She wasn't thinking clearly. “No, you couldn't. He's kept everything secret from you. He's not going to start confiding in you now. Sorry, but that's just—”

“I know, I know. You're right.”

“Anyway, there's more to it. I need you to vouch for Daisy. Pell's going to be wary, Sue Ann. They argued, she walked away. His detective saw her talking to me, his goons tried to run us off the road. You have to spin all that. The chase scared her, made her realize the rift she'd created. She's remorseful, she's afraid, she needs him to know she'd never betray him, that she told me nothing, that she can't make it alone out there with Andrew gone. She needs Pell. She loves him. She wants to help. She wants to make things right. She wants to prove herself. She told you all that. In tears. You have to sell it.”

“I'm not sure I can.”

“He trusts you. And you trust her. It's that simple.”

I glanced at my watch. Time felt like a big dog chasing me.

“I want you with her all the way,” I said.

“Don't worry, Chief. I make a good wingman.”

“Good. Thank you. I'm glad to hear that.”

I left the mansion feeling a wary sense of confidence. All Daisy had to do was spend an hour making up with her step-
father, coax out a casual confession, and get away clean. The plan was simple, the backup was solid. I'd been forced to confide in Lonnie Fraker, but he loved being in the loop and his new superior knowledge energized him.

He clapped me on the back as Daisy—wired-up, on edge but determined—walked out of the State Police building. “It's in the bag,” he said, watching her drive away. “What could go wrong?”

The short answer was “everything”—as we were about to find out.

Chapter Thirty-three

The Visionary

It started when Haden Krakauer gave me the files. He brought them over to the hastily organized command center at the State Police headquarters, partly to check the boxes of a routine inquiry and partly to give me papers to read for distraction while I sat like a general behind the front lines, waiting for news of the battle. Some delay was inevitable. Daisy had to go to the LoGran house on Eel Point Road and call Pell from there to set up the meeting. He insisted on a landline call from a known location before anyone was allowed on board the
Grand
. No drop-ins, no surprises.
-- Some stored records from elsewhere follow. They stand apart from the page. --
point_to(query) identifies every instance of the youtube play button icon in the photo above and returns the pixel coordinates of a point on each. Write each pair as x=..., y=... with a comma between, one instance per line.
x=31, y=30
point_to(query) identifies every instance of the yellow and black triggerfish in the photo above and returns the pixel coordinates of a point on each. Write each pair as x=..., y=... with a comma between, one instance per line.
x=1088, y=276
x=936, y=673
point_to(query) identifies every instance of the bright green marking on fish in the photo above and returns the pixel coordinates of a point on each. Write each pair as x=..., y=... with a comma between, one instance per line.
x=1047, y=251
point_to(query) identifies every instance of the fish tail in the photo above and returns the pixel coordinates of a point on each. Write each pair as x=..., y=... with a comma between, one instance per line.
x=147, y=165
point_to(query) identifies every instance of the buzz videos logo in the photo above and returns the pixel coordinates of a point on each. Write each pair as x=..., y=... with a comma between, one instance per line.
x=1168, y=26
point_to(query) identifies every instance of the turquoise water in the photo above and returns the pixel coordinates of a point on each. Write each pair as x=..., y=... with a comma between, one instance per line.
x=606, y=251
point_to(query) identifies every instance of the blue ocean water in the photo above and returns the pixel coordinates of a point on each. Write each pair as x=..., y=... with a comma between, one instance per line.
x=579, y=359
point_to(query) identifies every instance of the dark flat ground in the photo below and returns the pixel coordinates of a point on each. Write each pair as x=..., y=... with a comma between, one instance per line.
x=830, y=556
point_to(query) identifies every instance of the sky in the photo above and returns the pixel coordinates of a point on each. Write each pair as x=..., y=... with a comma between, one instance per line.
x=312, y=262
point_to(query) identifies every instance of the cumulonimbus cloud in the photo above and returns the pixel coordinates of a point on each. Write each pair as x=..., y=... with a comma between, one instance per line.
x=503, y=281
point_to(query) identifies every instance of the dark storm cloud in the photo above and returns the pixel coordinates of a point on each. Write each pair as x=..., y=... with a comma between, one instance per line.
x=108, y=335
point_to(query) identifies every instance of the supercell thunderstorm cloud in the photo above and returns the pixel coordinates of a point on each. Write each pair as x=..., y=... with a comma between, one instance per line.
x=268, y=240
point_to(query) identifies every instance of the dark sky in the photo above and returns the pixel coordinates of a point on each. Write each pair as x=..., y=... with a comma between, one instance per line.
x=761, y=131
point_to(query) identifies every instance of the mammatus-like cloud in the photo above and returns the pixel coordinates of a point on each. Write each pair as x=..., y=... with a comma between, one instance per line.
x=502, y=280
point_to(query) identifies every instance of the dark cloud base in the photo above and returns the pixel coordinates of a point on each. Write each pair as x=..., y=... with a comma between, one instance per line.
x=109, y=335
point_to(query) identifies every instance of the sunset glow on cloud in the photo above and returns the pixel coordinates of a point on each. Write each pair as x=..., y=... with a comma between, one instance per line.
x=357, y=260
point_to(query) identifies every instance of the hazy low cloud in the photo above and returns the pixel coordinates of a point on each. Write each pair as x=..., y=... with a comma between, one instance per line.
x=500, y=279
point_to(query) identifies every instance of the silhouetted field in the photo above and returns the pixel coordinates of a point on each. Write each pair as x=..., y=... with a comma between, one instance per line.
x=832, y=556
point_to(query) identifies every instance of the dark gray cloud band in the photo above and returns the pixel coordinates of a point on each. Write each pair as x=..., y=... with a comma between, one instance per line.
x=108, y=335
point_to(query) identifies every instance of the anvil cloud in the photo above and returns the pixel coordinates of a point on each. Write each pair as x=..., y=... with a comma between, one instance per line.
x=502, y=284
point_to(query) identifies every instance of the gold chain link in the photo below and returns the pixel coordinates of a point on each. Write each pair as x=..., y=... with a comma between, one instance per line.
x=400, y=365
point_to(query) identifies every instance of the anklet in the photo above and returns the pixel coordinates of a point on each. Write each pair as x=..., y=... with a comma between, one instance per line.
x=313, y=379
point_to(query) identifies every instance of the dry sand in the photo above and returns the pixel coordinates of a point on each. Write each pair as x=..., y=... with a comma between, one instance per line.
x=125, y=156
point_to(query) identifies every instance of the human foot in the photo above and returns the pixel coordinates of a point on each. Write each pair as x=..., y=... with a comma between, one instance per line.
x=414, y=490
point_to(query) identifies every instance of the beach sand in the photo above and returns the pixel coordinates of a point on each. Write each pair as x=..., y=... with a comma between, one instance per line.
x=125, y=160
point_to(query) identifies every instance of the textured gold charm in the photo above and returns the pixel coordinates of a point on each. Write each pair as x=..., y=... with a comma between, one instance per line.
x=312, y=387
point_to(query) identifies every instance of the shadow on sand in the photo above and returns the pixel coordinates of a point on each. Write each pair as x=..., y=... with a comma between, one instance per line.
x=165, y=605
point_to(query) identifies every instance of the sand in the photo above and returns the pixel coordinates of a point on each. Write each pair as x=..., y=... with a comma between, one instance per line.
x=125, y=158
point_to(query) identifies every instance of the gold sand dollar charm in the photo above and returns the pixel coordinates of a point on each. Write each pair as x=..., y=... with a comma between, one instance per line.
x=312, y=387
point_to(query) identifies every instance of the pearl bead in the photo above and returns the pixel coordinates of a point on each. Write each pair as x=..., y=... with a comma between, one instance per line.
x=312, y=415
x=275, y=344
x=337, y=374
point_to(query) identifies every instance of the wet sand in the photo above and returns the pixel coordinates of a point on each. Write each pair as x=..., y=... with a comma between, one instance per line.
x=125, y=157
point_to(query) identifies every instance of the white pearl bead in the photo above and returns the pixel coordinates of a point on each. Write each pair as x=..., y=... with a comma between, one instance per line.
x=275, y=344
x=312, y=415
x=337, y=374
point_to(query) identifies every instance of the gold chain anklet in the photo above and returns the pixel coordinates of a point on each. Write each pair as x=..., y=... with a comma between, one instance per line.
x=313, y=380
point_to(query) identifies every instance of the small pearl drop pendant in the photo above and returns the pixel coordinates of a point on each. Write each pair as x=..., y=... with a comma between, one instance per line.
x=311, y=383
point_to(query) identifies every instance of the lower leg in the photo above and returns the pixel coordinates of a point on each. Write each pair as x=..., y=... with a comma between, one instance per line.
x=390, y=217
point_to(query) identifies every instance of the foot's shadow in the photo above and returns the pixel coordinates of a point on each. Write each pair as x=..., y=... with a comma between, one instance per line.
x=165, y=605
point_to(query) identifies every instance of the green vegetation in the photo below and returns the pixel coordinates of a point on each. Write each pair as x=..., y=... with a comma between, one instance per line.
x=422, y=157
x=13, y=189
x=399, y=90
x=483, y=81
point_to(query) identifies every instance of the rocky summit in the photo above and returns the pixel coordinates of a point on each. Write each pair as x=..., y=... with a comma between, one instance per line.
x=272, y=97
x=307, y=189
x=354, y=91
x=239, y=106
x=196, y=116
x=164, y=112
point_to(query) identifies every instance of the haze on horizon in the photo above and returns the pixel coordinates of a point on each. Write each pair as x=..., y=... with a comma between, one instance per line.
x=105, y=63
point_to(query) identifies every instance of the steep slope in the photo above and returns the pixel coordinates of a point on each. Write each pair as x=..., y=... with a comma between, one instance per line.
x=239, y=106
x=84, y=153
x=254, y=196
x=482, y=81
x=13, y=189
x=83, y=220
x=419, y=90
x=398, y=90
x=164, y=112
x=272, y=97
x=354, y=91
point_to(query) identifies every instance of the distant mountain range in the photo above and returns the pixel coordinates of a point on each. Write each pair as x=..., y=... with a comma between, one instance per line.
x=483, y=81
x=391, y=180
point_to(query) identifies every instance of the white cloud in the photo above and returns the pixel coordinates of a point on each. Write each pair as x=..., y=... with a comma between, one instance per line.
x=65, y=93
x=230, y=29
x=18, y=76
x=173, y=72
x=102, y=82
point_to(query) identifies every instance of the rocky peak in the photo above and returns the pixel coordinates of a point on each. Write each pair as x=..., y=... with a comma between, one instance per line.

If he was paranoid, his paranoia had served him well so far.

Meanwhile, I was glad to have Haden's files. He had done thorough, meticulous work, even if it didn't add up to much beyond deep background. He knew and I knew that deep background could break a case, if you knew how to look at it, or maybe I should say, if you knew what you were looking for. Some facts lingered in people's histories like viruses with long incubation periods, flaring up with a shocking new relevance years later in a new context.

Haden had worked up dossiers on the crew of the Nantucket Grand, including all the stewards, the chef, the bo'sun, the first mate, and the chief engineer—Liam Phelan.

There were write-ups on the Eel Point house personnel, too—Blount and Sue Ann Pelzer, of course, along with the groundskeepers, cleaning crews, and kitchen staff. There were also two secretaries and a party-planner who organized large events at the estate.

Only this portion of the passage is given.